For the Dixon triplets — Edmond North's version of the Three Musketeers — it really was all for one and one for all.
Before the Class 6A state wrestling tournament, Lance, Joel and Andrew Dixon said they would not be happy unless all three were state champions this season.
“That's just part of who we are,”said Andrew Dixon, the state champ at 220 pounds. “We kind of feel like we are one person. When my brothers lose, I feel like I lost.”
But there would be no such feelings at State Fair Arena this weekend for the Dixons.
The triplets each won state wrestling titles as expected on Saturday night, and Derek White won one for the Huskies as well.
The result was Edmond North capturing the 6A state wrestling championship for the first time in school history.

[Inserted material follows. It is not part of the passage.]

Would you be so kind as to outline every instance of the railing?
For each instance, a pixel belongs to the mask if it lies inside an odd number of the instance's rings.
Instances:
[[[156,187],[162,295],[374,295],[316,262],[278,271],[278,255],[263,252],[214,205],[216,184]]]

The Huskies dethroned Broken Arrow, which had won the last three 6A titles.
The tournament title completes a trifecta for the Edmond North wrestling program. The Huskies won their first state dual title two weeks ago and also were named the 6A academic champs at this weekend's wrestling championships.
“It couldn't have been any sweeter,” said Lance Dixon, the state champ at 182 pounds.
White won a 6-4 decision over defending state champ Nathan Marek of Southmoore at 170 pounds, giving the Huskies four individual state champions for the first time in history.
White had lost to Marek three times this season. He also avenged an earlier loss to Brock Warren of Broken Arrow in the first round.
“He had two upsets,” Lance Dixon said of White. “It was an amazing thing for him. He pulled it out and I am so happy for him.”
Edmond North coach Andy Schneider was most happy for former Huskies head coach and current assistant Rick Bollenbach, who just missed winning a state championship 11 years ago.
“He started the whole program at Edmond North,” Schneider said. “They were a point and a half away 11 years ago. When we switched places (four years ago), I made sure he stayed on. I think this means a lot to him.”
Bollenbach said getting so close in 2002 still sticks in his craw.
“It will always be there, but this definitely makes it a little easier,” Bollenbach said.